The foregoing are only preferred embodiments of the present invention, it should be noted that a number of improvements and modifications may be made thereto by an ordinary skilled in the art without departing from the principles of the present invention, and these improvements and modifications should also be deemed to be within the protection scope of the present invention.

Claims

1. A polynucleotide having: (I) the nucleotide sequence set forth in SEQ ID No. 1 or SEQ ID No. 2; or(II) a sequence complementary to the nucleotide sequence set forth in SEQ ID No. 1 or SEQ ID No. 2; or(III) a sequence which encodes the same protein as that the nucleotide sequence of (I) or (II) does but differs from the nucleotide sequence of (I) or (II) due to genetic codon degeneracy; or(IV) a nucleotide sequence having the nucleotide sequence obtained from the nucleotide sequence set forth in SEQ ID NO: 1 or SEQ ID No. 2 by substitution, deletion or addition of a sequence of one or more nucleotides, and having the same or similar function as that of the nucleotide sequence set forth in SEQ ID NO: 1 or SEQ ID No. 2.

2. The polynucleotide according to claim 1, wherein the sequence of more nucleotides has 2, 3, 4, 5, 6, 7, 8, 9, 10, 11 12, 13, 14, 15, 16, 17, 18, 19, 20, 21 or 22 nucleotides.

3. A recombinant DNA comprising the polynucleotide according to claim 1.

4. A method for use in molecular marker-assisted breeding of Apis mellifera by using of the polynucleotide according to claim 1.

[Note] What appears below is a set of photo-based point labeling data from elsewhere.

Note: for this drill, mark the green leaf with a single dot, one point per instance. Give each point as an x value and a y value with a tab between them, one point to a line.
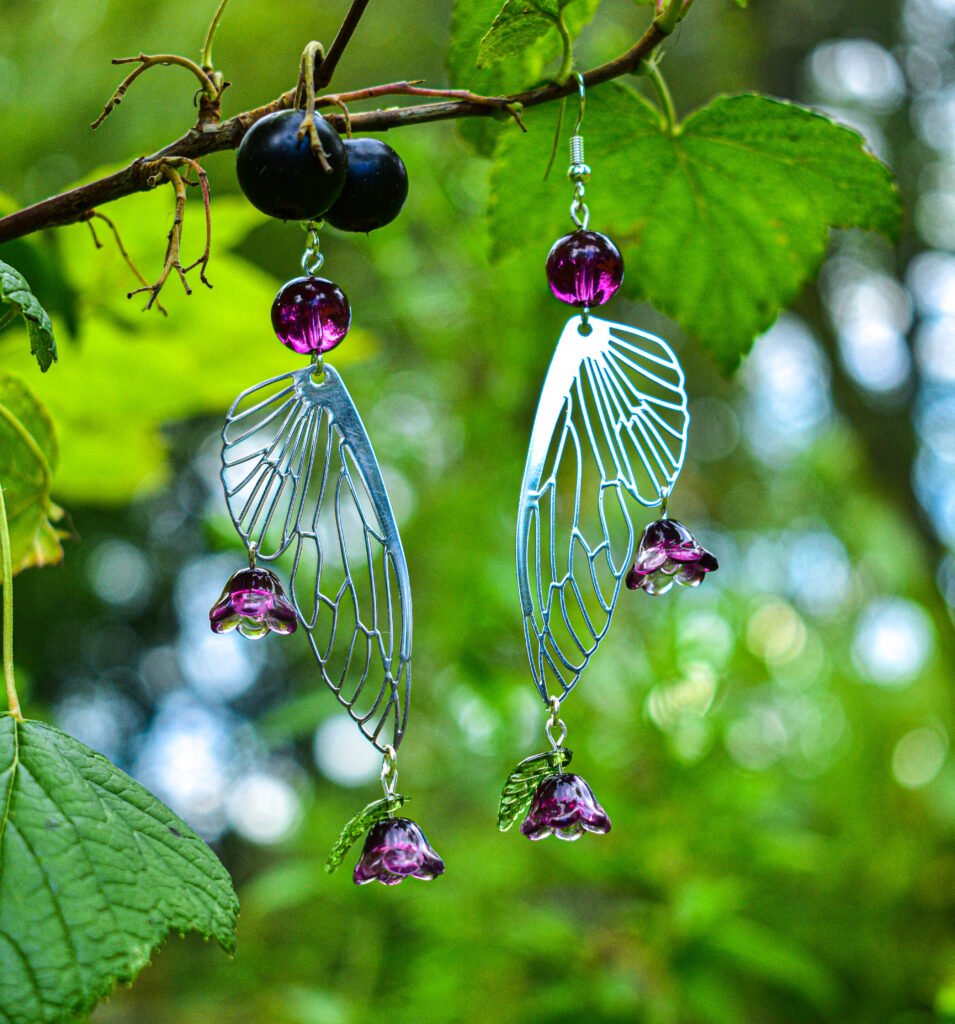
39	259
519	787
28	457
470	24
722	224
15	291
94	872
132	372
359	824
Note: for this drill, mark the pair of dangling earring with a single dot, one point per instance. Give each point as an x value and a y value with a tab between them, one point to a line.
302	482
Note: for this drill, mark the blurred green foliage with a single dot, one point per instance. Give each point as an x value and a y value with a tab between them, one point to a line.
771	857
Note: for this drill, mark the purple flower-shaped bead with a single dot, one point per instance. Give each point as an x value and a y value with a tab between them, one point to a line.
394	850
564	806
255	603
668	553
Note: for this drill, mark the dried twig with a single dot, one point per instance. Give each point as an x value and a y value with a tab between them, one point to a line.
72	206
173	261
123	252
210	91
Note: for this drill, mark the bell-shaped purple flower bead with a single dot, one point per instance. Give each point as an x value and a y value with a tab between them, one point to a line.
584	268
564	806
668	553
255	603
396	849
310	315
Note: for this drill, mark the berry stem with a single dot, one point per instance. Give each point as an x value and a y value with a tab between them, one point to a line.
72	206
349	24
7	563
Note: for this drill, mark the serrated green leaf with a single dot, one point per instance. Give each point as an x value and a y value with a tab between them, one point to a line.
28	458
470	23
519	787
15	292
359	824
520	24
722	224
94	872
40	260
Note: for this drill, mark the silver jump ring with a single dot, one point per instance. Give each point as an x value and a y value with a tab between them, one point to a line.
556	720
312	258
576	208
389	774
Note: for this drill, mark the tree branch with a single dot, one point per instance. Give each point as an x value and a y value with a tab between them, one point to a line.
75	205
327	69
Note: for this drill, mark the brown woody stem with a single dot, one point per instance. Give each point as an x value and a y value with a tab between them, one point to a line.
72	206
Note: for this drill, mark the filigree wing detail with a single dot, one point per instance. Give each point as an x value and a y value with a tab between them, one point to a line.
302	484
610	429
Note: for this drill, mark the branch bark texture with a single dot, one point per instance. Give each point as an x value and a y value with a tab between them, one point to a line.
77	204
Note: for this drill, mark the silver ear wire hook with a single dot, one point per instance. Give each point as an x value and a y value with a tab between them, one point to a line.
581	92
578	171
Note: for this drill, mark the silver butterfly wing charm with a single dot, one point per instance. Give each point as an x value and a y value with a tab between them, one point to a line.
611	426
303	484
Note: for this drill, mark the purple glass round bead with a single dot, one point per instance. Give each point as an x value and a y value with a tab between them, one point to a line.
584	268
310	314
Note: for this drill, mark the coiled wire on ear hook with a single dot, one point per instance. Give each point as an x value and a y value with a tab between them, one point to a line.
578	172
312	258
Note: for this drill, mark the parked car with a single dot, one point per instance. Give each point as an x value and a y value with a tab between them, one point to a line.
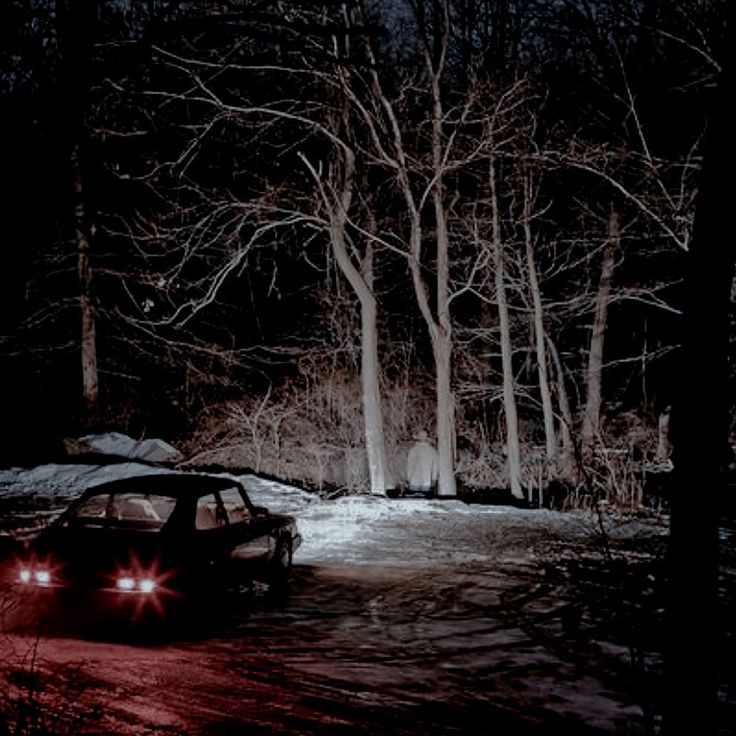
146	542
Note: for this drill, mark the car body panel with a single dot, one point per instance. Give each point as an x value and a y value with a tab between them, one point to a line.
163	536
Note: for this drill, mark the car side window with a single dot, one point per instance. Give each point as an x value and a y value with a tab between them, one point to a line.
210	514
234	505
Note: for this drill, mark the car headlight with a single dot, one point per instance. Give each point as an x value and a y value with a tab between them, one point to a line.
39	575
129	583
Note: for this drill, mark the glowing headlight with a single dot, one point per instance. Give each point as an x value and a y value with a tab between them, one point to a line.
142	585
43	577
146	585
126	583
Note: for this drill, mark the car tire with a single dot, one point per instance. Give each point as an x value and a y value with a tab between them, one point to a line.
281	560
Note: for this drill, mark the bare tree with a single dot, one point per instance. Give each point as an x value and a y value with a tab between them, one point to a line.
594	383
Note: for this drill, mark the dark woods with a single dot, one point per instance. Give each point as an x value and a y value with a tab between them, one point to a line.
286	235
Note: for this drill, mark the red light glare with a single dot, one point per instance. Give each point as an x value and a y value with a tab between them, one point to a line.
146	585
126	583
43	577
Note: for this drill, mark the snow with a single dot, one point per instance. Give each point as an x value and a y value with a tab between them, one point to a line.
454	588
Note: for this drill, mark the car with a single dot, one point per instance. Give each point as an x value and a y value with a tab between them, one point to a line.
147	542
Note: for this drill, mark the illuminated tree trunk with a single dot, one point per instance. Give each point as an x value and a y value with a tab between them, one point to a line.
594	383
539	332
362	284
513	450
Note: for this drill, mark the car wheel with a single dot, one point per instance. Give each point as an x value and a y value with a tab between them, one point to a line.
281	560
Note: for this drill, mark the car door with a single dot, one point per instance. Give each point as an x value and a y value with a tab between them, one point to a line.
248	530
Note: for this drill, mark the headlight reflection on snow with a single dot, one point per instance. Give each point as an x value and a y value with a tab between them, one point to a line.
142	585
40	576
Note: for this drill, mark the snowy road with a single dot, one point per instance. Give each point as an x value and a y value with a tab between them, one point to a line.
404	617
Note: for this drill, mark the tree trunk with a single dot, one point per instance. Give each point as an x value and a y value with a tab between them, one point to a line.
362	285
567	464
513	450
592	416
90	383
539	333
442	343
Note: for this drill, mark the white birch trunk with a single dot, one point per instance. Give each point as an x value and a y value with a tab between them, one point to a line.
594	380
362	284
88	341
568	451
550	435
513	450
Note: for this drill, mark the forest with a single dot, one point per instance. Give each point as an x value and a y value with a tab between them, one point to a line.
285	236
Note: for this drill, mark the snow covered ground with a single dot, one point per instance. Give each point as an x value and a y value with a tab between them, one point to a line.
406	616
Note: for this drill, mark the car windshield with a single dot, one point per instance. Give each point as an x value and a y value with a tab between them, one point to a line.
138	510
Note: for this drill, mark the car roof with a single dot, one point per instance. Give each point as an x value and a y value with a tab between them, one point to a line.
170	484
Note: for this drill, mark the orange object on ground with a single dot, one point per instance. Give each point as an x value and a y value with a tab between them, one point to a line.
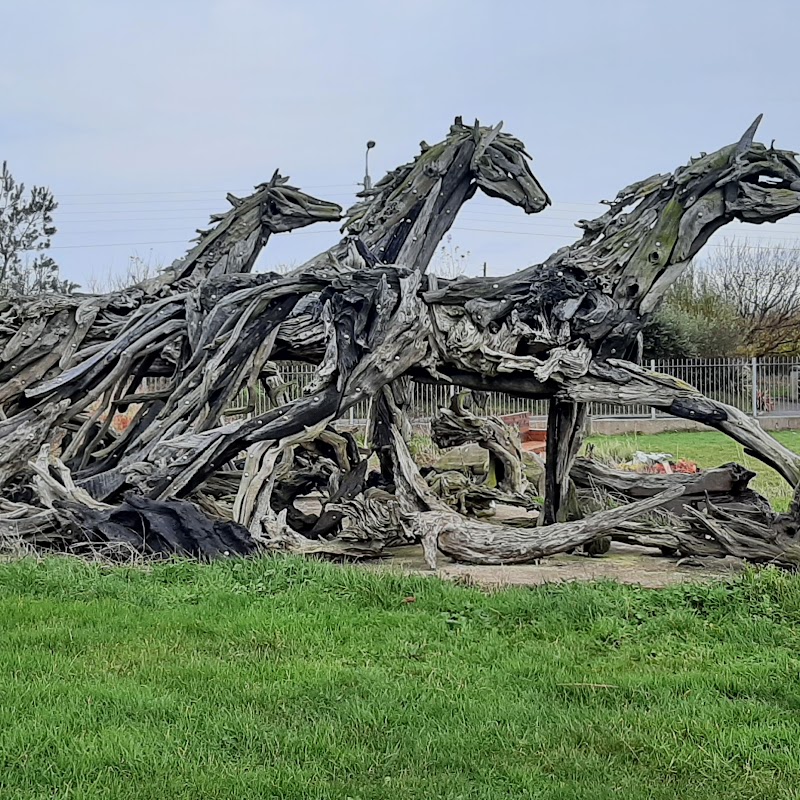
534	441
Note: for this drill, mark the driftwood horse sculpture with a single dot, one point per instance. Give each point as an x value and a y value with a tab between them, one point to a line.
370	317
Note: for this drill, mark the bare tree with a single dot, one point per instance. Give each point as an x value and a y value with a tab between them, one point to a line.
26	227
761	285
138	270
450	261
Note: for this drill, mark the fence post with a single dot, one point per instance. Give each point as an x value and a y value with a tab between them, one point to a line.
652	369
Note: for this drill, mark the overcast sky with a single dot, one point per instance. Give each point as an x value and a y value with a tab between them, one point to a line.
141	115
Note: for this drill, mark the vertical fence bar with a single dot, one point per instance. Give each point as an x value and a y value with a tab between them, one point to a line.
652	369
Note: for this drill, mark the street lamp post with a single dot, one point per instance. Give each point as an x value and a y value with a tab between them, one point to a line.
367	180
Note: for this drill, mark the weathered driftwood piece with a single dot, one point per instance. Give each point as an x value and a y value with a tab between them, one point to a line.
457	425
367	314
487	543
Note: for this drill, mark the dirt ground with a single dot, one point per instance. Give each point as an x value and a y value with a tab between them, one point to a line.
623	563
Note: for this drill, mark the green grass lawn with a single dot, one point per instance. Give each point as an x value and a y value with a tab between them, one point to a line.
708	449
282	678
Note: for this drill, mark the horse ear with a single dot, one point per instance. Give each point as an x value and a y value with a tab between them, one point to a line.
746	142
483	144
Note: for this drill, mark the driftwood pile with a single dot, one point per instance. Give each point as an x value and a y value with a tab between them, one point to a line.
183	477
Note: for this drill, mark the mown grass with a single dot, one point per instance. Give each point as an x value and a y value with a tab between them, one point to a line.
708	449
282	678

5. A method for use in stress resistance by using the polynucleotide according to claim 1.

6. A method for identifying A. m. sinisxinyuan, comprising: step 1: obtaining the DNA of a species to be tested;step 2: by means of gene alignment, if the polynucleotide according to claim 1 is present, the species to be tested is A. m. sinisxinyuan; while if the polynucleotide according to claim 1 is absent, the species to be tested is not A. m. sinisxinyuan.